組合特別レポート緊急発表「首都圏の高速新料金案への意見、集まる。」

首都圏の高速新料金案への意見、集まる。

国土交通省が9月11日に発表した首都圏の高速新料金案に対し意見が募集されました。

 

首都圏の高速新料金案とは①料金体系の整理・統一、②起終点を基本とした継ぎ目のない料金の実現、③混雑状況に応じた料金施策の導入の3つを軸とした具体方針です。

 

この案に対して、もっとも多く寄せられたのが「見直すべき」という声。車種区分に対する要望、料金に対する要望、そして当組合とも関わりが深い大口・多頻度割引の拡大・拡充に対する要望などです。

 

実際に、現在首都高の料金は普通車であれば510円から930円ですが、新しい料金案では300円から1300円になります。短距離の利用では安くなりますが、24kmを越える距離では値上げになってしまいます。企業などは高速道路の利用料金が収益に大きく影響するため、料金変更や大口・多頻度割引の内容が非常に重要になります。高速道路の大口利用、または多頻度で利用される方にとって本案はそれだけ関心が高いのです。

 

今回は首都圏に限ってのニュースですが、今後この流れは阪神圏の高速道路、全国の高速道路へと波及していきます。首都圏以外にいらっしゃる組合員の皆様にとって、これからは情報が非常に重要になってきますので、小さな情報でも大きな流れの兆しと思っていただければと思います。

 

本案の最終的な決定は今後の動向を注意しなければなりませんが、実は「料金」という一つの側面だけの話ではありません。国の政策として進めている「ETC2.0」につながっているのです。

 

■ETC2.0っていったい何?

 

ETC2.0とは、道路に設置されている装置「ITSスポット」と車両のカーナビや車載器との間で高速・大容量のデータ通信を行い、さまざまな道路交通情報をやり取りできるシステムです。
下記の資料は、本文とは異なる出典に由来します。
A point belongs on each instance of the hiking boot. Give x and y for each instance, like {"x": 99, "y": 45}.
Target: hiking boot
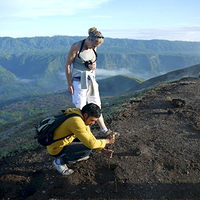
{"x": 63, "y": 169}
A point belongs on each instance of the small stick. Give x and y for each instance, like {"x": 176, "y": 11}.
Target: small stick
{"x": 116, "y": 185}
{"x": 109, "y": 158}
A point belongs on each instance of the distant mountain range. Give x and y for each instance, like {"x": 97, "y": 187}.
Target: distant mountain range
{"x": 36, "y": 65}
{"x": 15, "y": 109}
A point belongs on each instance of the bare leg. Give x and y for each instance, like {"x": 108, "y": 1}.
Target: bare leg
{"x": 100, "y": 122}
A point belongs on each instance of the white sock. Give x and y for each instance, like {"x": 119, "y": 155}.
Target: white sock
{"x": 104, "y": 130}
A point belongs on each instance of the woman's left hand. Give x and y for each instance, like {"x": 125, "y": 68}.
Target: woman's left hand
{"x": 92, "y": 66}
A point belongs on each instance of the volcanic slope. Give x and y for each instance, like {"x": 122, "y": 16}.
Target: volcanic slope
{"x": 157, "y": 155}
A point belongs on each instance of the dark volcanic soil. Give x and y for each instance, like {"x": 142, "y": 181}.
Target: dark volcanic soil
{"x": 156, "y": 157}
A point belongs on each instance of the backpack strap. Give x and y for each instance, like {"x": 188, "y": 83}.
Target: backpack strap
{"x": 82, "y": 48}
今までETCは利用料金の収受に使用していましたが、ETC2.0ではさらに双方向通信が可能です。道路上の事故情報や落下物の注意喚起、最新の渋滞情報を受けての最適ルートの提示、災害時の支援情報などが即座に受けられるのです。

 

ETC2.0のサービスを受けるには「ETC2.0対応ETC車載器」を利用する必要があります。すでにメーカーから対応車載器が発売されており、国土交通省は「今後は車の乗り換えや機種の入れ替え時などに順次ETC2.0に切り替えていただき、サービスの導入と利便性を向上させていきたい」としています。

 

■ETCバーを撤去し通行させる実験を実施

 

国土交通省はETC2.0専用レーン設置へ向けて、高速道路のインターチェンジ(IC)入り口で、ETCレーン(自動料金収受システム搭載車専用レーン)の開閉バーを撤去して通行させる実験を10月20日から埼玉県内で実施すると発表しました。この実験をふまえて、ETCバーを外した上で20キロまで減速しなくても通過できるよう検討するとのことなのです。

 

2020年のオリンピック・パラリンピック開催へ向けて、今後高速道路・ETC周辺の動きが加速しています。組合としても独自の情報網を駆使し、あらゆる情報を収集しています。具体的な動きがありましたら随時お知らせいたします。